Stewart took aim at the Confederate flag, which many hold as a racist symbol, saying it still flies in the state over roads named after Confederate generals.

“And the white guy feels like the one whose country is being taken away from him,” Stewart said.   

After the shooting, the city of North Charleston said it would fly its flags at half-staff for nine days in memory of the victims. Many criticized the fact that all but the Confederate flag were lowered on the city’s flag poles.

It was later revealed the Confederate flag, on a different pole, was not hoisted on a pulley system, but in a fixed position, requiring it to be completely removed from the pole.

GOP Presidential hopeful Sen. Lindsay Graham defended the flag, calling it “a part of who we are.”

“The flag represents to some people a Civil War and that was symbol of one side. To others it’s a racist symbol.”

The senator admitted the flag has been used in racist ways, but it’s a symbol of the war and for the state of South Carolina, “it works here.”

A columnist for the New York Times wrote a piece on how not to respond to the murders in Charleston, calling Graham’s defense of the flag “offensive and incoherent.”

The writer, Andrew Rosenthal, also criticized Charles Cotton, a board member of the National Rifle Association, who “engaged in a sick act of victim blaming.

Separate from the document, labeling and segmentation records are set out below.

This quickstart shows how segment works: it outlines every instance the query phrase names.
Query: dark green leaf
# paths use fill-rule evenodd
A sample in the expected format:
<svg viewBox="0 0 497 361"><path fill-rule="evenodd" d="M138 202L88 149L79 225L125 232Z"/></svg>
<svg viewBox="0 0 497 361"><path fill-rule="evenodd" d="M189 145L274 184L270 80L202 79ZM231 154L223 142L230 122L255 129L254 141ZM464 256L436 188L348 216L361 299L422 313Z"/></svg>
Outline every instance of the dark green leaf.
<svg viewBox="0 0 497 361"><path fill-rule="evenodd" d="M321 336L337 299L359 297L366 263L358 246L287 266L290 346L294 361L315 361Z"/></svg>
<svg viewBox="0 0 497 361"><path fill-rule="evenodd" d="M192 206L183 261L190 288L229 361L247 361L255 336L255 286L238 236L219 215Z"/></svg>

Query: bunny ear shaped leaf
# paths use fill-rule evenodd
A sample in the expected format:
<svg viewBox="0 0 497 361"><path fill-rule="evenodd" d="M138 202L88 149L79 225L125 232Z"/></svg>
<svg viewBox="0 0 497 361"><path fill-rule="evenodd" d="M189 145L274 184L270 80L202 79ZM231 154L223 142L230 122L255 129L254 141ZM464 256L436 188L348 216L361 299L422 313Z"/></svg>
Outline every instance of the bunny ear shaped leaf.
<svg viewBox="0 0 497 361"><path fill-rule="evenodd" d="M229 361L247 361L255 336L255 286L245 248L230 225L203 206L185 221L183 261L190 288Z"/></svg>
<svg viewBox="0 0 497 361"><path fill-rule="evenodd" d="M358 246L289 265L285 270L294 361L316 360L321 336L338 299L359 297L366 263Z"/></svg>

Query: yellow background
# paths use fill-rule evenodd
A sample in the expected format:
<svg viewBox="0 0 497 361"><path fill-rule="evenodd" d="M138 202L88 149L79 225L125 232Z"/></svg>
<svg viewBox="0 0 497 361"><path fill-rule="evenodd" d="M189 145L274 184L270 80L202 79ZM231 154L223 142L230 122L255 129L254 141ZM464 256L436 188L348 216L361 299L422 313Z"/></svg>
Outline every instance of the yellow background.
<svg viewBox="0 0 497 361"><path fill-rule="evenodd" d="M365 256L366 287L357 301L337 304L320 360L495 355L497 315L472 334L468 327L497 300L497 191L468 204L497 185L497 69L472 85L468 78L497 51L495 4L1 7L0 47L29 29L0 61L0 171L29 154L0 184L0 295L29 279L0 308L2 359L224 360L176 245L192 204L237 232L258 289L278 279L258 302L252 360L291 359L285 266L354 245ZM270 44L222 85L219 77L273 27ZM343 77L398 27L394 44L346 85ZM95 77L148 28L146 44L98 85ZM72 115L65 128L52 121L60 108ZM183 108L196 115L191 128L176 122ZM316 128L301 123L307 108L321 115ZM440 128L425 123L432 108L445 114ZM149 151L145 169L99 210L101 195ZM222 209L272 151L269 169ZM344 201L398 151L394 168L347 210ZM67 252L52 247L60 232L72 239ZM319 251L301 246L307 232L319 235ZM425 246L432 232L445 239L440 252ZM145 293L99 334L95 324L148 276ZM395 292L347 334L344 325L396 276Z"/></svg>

He said Clementa Pinkney, a pastor and state legislator who was gunned down in the church, ‘voted against concealed-carry. Eight of his church members who might be alive if he had expressly allowed members to carry handguns in church are dead. Innocent people died because of his position on a political issue,’” Rosenthal wrote.

A Reuters columnist likened the church massacre to many of the horrific scenes that came out of the civil-rights era.

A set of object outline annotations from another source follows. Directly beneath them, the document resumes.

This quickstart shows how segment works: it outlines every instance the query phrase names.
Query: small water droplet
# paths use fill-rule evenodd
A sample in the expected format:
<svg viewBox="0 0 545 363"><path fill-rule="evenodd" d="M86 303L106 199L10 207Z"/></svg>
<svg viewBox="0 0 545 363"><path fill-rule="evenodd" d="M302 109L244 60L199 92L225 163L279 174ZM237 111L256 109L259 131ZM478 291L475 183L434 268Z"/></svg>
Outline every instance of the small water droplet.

“A young white shooter allegedly committed mass murder at a sacred space of black activism, spiritual renewal and educational commitment,” Peniel E. Joseph wrote. “The slaughter provides a stark reminder of the way in which racial violence has been used to limit the hopes and aspirations of the black freedom struggle.”

The writer criticized South Carolina for proudly flying the Confederate flag after witnessing its second lethal anti-black attack in recent history – the first being a white North Charleston police officer’s killing an unarmed and black Walter Scott.

The nation’s contemporary racial climate evokes images that, shorn of social media’s ubiquitous presence, would not seem out of place 50 years ago, during Selma’s roiling voting-rights protests or, indeed, a century before that in the aftermath of the Civil War and the end of antebellum slavery,” Joseph wrote.

At a Hollywood fundraiser held in the posh West Los Angeles neighborhood of Pacific Palisades, President Obama on Thursday spoke with attendees about the shooting and other issues.

“To see such a horrific event unfold like that is particularly shocking and it’s a reminder that we’ve got a lot of work to do,” Obama said, according to a pool report.

The president said in a statement at the White House earlier that this type of mass violence doesn’t exist in other countries.

“It doesn’t happen in other places with this kind of frequency,” Obama said. “And it is in our power to do something about it. I say that recognizing the politics in this town foreclose a lot of those avenues right now. But it would be wrong for us not to acknowledge it. And at some point it’s going to be important for the American people to come to grips with it, and for us to be able to shift how we think about the issue of gun violence collectively.”

The New York Times, Reuters, CNN, NBC News, Yahoo TV, Variety, The Boston Globe, Local Fox 8 contributed to this report.